Chez vous je suis devenu tout à fait raisonnable, j'ai appris à me distinguer avec rigueur de ce qui m'environne, et maintenant je me trouve isolé dans la beauté du monde, expulsé loin du jardin de la nature où j'ai grandi et me suis épanoui, et je me dessèche au soleil de midi." (p.69)
"Ah, l'homme est un dieu quand il rêve, et un mendiant quand il réfléchit." (p.70)
"Ce qui épiçait pour moi le fade aliment du commerce ordinaire avec les gens, c'était les bons visages et les bonnes personnes que la nature compatissante dépêche encore ça et là comme des étoiles dans nos ténèbres." (p.86)
"Caractère incurable de ce siècle." (p.87)
"[Alabanda:] Grâce à Dieu, je n'aurai pas une fin ordinaire. Etre heureux, dans la bouche des valets, c'est somnoler. Etre heureux ! J'ai l'impression d'avoir de la bouillie et de l'eau tiède sur la langue, quand vous me parlez d'être heureux. C'est tellement niais et abominable, tout ce pour quoi vous sacrifiez vos couronnes de laurier, et votre immortalité." (p.96)

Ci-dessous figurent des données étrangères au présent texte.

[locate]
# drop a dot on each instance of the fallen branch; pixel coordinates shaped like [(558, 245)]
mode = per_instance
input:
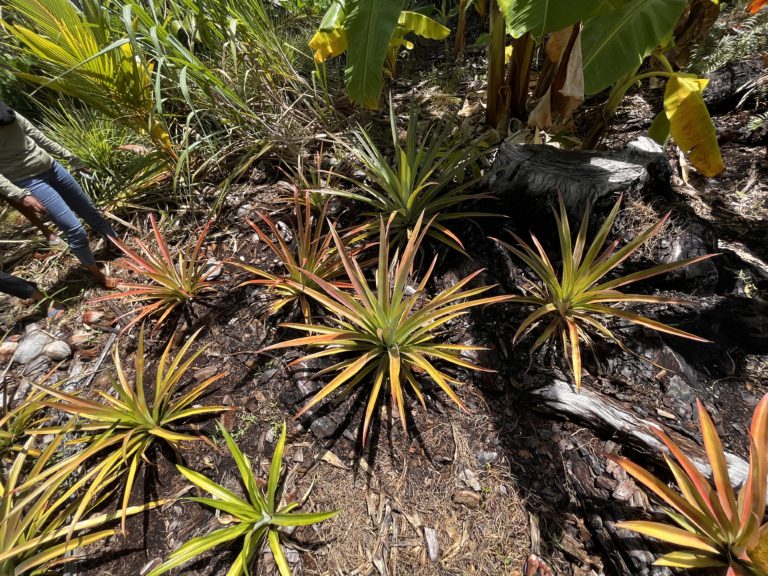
[(601, 412)]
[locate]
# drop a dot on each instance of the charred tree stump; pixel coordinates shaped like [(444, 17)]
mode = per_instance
[(526, 178), (727, 85)]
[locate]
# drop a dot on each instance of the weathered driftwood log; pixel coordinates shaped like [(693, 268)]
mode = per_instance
[(623, 552), (525, 178), (606, 414)]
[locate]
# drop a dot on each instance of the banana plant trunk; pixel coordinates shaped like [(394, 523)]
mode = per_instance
[(495, 109), (519, 76)]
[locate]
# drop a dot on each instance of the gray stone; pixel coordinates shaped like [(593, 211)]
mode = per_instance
[(470, 479), (7, 350), (31, 347), (484, 458), (679, 395), (324, 427), (267, 375), (57, 350), (29, 328)]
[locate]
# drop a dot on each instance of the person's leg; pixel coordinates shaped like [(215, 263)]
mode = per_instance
[(61, 215), (76, 198), (34, 219), (18, 287)]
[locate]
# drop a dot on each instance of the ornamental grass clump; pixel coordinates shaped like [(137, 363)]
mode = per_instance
[(711, 528), (571, 303), (40, 495), (128, 423), (174, 280), (256, 519), (387, 337), (312, 254)]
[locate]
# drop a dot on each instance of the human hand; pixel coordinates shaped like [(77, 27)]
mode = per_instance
[(79, 167), (34, 204)]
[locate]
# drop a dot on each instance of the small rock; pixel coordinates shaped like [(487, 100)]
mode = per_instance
[(324, 427), (205, 373), (484, 458), (285, 231), (679, 396), (79, 339), (470, 479), (213, 269), (433, 548), (267, 376), (58, 350), (467, 498), (31, 347), (244, 211), (7, 350)]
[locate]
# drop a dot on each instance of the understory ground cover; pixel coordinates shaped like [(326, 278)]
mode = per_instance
[(391, 329)]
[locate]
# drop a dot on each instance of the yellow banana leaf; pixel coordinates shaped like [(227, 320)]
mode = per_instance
[(690, 123)]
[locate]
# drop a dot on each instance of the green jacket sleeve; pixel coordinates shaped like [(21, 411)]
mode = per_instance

"Ils n'ont aucune idée du péché qu'ils commettent ceux qui entendent faire de l'Etat une école des mœurs à adopter. Quoi qu'on dise, c'est bien ce qui a fait de l'Etat un enfer: que l'homme veuille en faire son ciel.
L'Etat, c'est l'écorce rude autour du noyau de la vie et rien d'autre. C'est le mur autour du jardin des fruits et des fleurs de l'humanité." (p.99)
"La beauté éternelle, la nature ne souffre d'aucune perte en elle-même, pas plus qu'elle ne souffre d'ajout." (p.134)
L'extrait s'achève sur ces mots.